Tuesday, June 26, 2018

The Cabin at the End of the World - Review

Idgie Says:
A tense novel that leaves you on the edge of your seat as it heads toward it's build up.  It's very detail oriented and takes it's time in bringing about what exactly these people want and need from the family, so if you are looking for a quick read, this is not it.  But if you want to dig into the intricacies of their world and practically bounce up and down on your seat, reading as fast as you can to find out what happens, then this is definitely a book for you.


The Cabin at the End of the World
A Novel
Paul Tremblay

9780062679109 | 0062679104
William Morrow (HarperCollins)
Hardcover
June 26, 2018
Fiction / Thrillers / Psychological
$26.99 USD, $33.50 CAD
288 pages

The Bram Stoker Award-winning author of A Head Full of Ghosts adds an inventive twist to the home invasion horror story in a heart-palpitating novel of psychological suspense that recalls Stephen King’s Misery, Ruth Ware’s In a Dark, Dark Wood, and Jack Ketchum’s cult hit The Girl Next Door.

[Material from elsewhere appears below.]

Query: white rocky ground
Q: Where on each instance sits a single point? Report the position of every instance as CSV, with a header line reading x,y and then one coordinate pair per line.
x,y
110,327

Seven-year-old Wen and her parents, Eric and Andrew, are vacationing at a remote cabin on a quiet New Hampshire lake. Their closest neighbors are more than two miles in either direction along a rutted dirt road.

One afternoon, as Wen catches grasshoppers in the front yard, a stranger unexpectedly appears in the driveway. Leonard is the largest man Wen has ever seen but he is young, friendly, and he wins her over almost instantly. Leonard and Wen talk and play until Leonard abruptly apologizes and tells Wen, None of what’s going to happen is your fault.

Three more strangers then arrive at the cabin carrying unidentifiable, menacing objects. As Wen sprints inside to warn her parents, Leonard calls out: Your dads won’t want to let us in, Wen. But they have to. We need your help to save the world.

Thus begins an unbearably tense, gripping tale of paranoia, sacrifice, apocalypse, and survival that escalates to a shattering conclusion, one in which the fate of a loving family and quite possibly all of humanity are entwined. The Cabin at the End of the World is a masterpiece of terror and suspense from the fantastically fertile imagination of Paul Tremblay.